For more information on who the Huguenots were, take a look at http://www.huguenotsociety.org.uk/history.html.
I have been in touch with another descendant (see www.islandregister.com/simmons2.html) who lives in Canada.   He came over to London in 1990 to do some research at the Huguenot Society and told me the following:
Our ancestor Jaques Bouneau fled to London three years before Louis XIV in 1685 revoked the edict of Nantes, by which Henry IV, a Protestant turned Catholic for the sake of the crown, had granted the Huguenots religious and political freedom. In the civil war of the 1620's the Huguenots were finally defeated and by the treaty of Alais in 1629 they lost their military and political advantages. A declaration on behalf of the infant king Louis XIV in 1643 confirmed their remaining rights under the Edict of Nantes. The Catholic clergy, however, manipulated the harassment and forcible conversion of thousands of Huguenots. After the revocation, France lost a quarter of a million of its Protestant citizens to England, Prussia, Holland and the United States.

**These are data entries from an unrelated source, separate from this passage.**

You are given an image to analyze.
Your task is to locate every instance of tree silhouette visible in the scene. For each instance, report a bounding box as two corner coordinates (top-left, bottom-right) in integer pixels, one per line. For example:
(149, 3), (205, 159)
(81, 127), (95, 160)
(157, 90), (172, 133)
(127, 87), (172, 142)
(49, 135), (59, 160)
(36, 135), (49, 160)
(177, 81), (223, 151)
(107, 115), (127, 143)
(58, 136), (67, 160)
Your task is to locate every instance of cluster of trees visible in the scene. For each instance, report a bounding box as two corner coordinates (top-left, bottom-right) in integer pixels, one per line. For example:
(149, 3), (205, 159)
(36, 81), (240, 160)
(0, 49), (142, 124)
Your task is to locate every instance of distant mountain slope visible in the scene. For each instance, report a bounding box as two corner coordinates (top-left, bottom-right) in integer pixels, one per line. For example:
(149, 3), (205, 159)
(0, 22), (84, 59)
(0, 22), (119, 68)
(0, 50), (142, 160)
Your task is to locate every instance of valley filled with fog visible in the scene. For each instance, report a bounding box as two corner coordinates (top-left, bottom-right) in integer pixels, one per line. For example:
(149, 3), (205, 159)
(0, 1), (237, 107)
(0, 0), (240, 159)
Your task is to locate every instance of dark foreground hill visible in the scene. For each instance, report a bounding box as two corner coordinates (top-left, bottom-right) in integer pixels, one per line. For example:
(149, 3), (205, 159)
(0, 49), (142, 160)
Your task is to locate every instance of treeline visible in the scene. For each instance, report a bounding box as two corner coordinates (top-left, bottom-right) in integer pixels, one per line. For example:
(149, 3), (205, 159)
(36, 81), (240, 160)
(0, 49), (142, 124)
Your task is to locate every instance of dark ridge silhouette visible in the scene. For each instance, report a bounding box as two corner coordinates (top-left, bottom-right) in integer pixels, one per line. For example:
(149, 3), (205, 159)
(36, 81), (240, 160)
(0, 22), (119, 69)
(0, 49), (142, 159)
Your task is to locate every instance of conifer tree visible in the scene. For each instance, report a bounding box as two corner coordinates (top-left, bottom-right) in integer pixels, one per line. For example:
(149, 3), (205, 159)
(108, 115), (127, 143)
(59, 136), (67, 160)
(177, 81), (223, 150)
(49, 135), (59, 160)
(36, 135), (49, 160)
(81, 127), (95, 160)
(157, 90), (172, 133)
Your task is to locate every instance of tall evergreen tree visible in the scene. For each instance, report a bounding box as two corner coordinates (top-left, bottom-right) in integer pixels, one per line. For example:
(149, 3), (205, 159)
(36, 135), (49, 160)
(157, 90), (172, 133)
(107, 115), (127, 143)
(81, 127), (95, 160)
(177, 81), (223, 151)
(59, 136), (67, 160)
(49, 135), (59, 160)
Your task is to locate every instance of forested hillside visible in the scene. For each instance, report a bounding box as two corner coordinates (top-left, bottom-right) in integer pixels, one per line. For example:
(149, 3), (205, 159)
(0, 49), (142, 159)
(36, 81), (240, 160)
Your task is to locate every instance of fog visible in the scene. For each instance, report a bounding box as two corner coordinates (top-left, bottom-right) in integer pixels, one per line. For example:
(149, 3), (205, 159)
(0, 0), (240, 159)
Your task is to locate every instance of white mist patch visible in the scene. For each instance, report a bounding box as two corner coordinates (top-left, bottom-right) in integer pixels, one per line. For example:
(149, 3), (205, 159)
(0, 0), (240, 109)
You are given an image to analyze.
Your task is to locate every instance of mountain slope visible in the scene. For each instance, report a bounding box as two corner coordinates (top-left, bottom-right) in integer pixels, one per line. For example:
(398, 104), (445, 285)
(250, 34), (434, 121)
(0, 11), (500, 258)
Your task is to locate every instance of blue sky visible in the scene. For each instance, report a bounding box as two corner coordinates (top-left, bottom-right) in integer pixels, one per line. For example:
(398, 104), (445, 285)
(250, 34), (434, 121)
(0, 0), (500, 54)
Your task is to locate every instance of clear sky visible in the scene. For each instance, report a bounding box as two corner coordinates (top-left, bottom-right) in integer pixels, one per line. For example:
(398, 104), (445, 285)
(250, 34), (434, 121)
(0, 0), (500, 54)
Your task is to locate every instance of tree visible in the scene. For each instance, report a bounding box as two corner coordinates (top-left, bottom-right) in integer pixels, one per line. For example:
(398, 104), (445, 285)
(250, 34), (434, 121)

The Huguenots who came to London were of many professions and trades in varying numbers from these parts of France: Poitou (519), Normandie (362), Picardie (102), Ile de France (42), Beauce (31), Aunis (26) and Orléans (20).
The Threadneedle Street Church in London gave relief to French Protestant refugees between 1681 and 1687. Jaques Bouneau, haberdasher (petit mercier) and silk merchant, and his wife and two children received 15 shillings 3 June 1682; 10s 6d on 4 July (including 4s 6d for a coverlet); 9s on 11 July (including 3s for shoes; 7s 6d on 17 September (including 4s 6d for shoes); and a pair of shoes in October [Reference: Huguenot Society Publications, vol. XLIX, London, 1971, page 37].
Many of the Huguenots settled at Spitalfields in East London. Their church was called "la Patente" because James II granted a patent for it in August, 1688. Its history extends over 97 years. The name Bouneau and its variants are found on thirty-five pages of the register. The variants include Boneau, Bonneau, Bounou, Bonhault, Baunau, Bounaud, Bounault, Bonau and Bonnau -- all having somewhat the same sound.
The Huguenot church La Patente was busy with "reconnaissances". Adults who as children had been forced into the Roman Catholic faith could apply to be accepted into the Huguenot church. For example, on 4 April 1713 "Étienne Mounier, âgé d’environ 21 ans, né de père et de mère protestants, mes la persécution estant venue, a esté baptisé en l`église Romaine; il s’est presenté a la Compagnie Consistoire et a déclaré qu'il souhaitait faire sa reconnaissance de ce qu'il avait esté a la messe. . ."
So Jaques Bouneau arrived in London in 1682 with his wife and two little children, whose names are not given in the register.